DHAKA (Arrahmah.com) – Perdana Menteri Bangladesh pada Rabu (11/1/2017) meminta Myanmar untuk mengambil kembali puluhan ribu pengungsi Rohingya yang melarikan diri dari tindakan keras militer di negara bagian Rakhine, kata seorang pejabat, sebagaimana dilansir Daily Mail.
Menurut PBB, sedikitnya 65.000 orang Muslim Rohingya telah melarikan diri ke Bangladesh dari Myanmar – sepertiganya melarikan diri selama seminggu terakhir ini – sejak operasi militer diluncurkan pada bulan Oktober setelah serangan di pos polisi.
Angka tersebut menandai eskalasi yang tajam dalam jumlah Rohingya yang melarikan diri dari kampanye militer. Kelompok hak asasi manusia menyebut hal tersebut telah diwarnai oleh penganiayaan yang begitu parah, dan bisa termasuk kejahatan terhadap kemanusiaan.

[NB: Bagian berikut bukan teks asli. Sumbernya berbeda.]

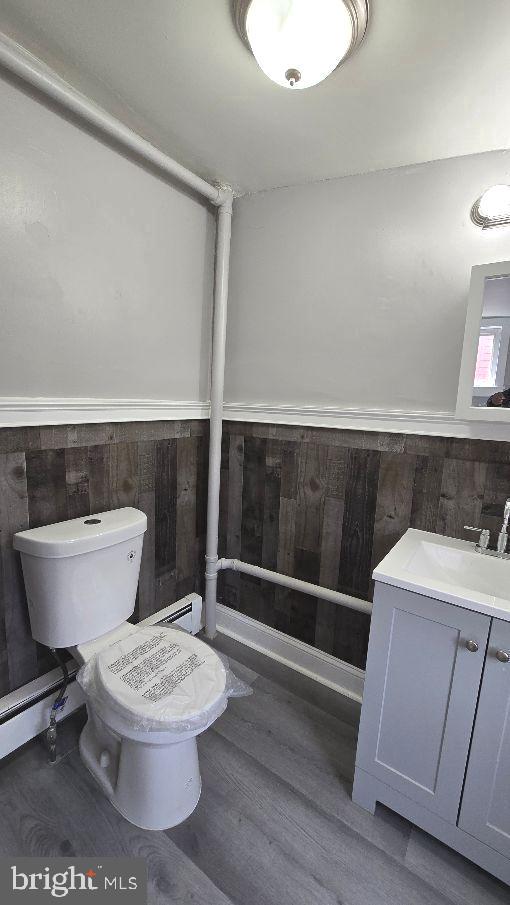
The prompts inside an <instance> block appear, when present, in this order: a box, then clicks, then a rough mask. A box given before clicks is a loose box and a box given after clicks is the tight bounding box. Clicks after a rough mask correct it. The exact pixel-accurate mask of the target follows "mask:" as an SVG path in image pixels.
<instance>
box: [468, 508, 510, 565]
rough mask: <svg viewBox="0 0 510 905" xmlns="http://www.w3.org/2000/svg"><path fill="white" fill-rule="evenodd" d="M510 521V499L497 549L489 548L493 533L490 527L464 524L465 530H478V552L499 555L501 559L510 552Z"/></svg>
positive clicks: (501, 531)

Gelombang besar Rohingnya yang masuk ke Bangladesh telah menjadi beban yang sangat besar bagi Bangladesh yang miskin, dimana Dhaka juga menghadapi tekanan untuk membuka perbatasannya bagi para pengungsi. Tapi Bangladesh malah memperketat penjagaan di pos perbatasan dan kapal penjaga pantai dikerahkan untuk mencegah kedatangan pengungsi yang baru.

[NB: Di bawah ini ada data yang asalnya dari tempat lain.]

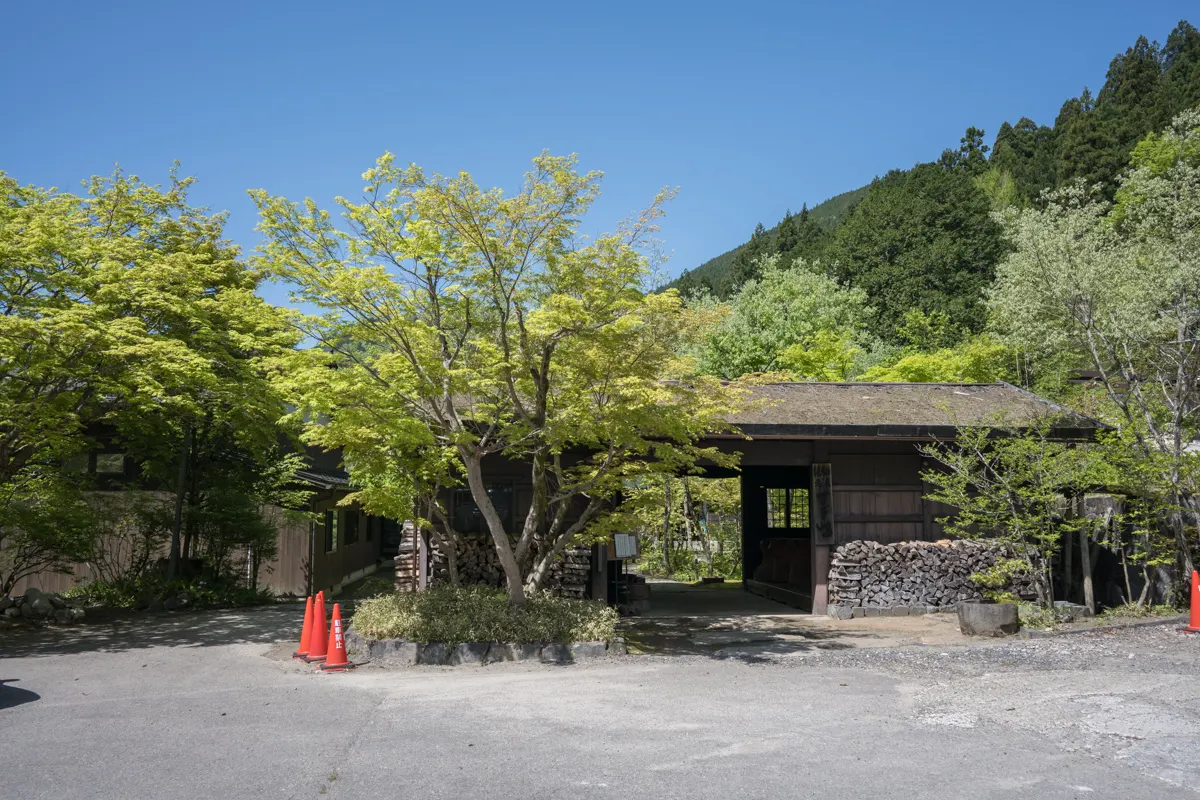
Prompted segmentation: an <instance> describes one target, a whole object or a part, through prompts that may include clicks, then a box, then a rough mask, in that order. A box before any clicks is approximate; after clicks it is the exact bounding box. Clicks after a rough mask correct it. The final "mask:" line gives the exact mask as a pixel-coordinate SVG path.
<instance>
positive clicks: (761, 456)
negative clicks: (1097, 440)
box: [709, 383, 1104, 614]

Perdana Menteri Bangladesh Sheikh Hasina menyerukan sebuah resolusi untuk mengatasi krisis tersebut selama pertemuan dengan wakil menteri Myanmar untuk urusan luar negeri Kyaw Tin di Dhaka.
“Dia mengatakan Myanmar harus mengambil kembali Rohingya yang bermigrasi ke Bangladesh,” kata juru bicara Hasina Ihsanul Karim.
Bulan lalu kementerian luar negeri Bangladesh memanggil duta besar Myanmar untuk mengungkapkan keprihatinan yang mendalam atas terus masuknya Rohingya ke Bangladesh dan menyerukan pemulangan sekitar 300.000 Rohingya yang telah tinggal di Bangladesh – sebagian besar dari mereka adalah ilegal.
Para pendatang terbaru telah membawa kisah yang mengerikan terkait pemerkosaan, pembunuhan dan pembakaran oleh tentara atau polisi Myanmar.
Kisah-kisah mereka telah memicu keprihatinan dunia dan gelombang protes terhadap pemimpin de facto Myanmar, Aung San Suu Kyi, yang dinilai tidak melakukan tindakan yang memadai untuk membantu Rohingya.
Pemerintah Myanmar menolak mengakui Rohingya sebagai salah satu etnis minoritas di negara itu, dan menyebut mereka sebagai Bengali – atau imigran ilegal dari negara tetangga Bangladesh – meskipun banyak dari Rohingya yang telah tinggal di Myanmar selama beberapa generasi.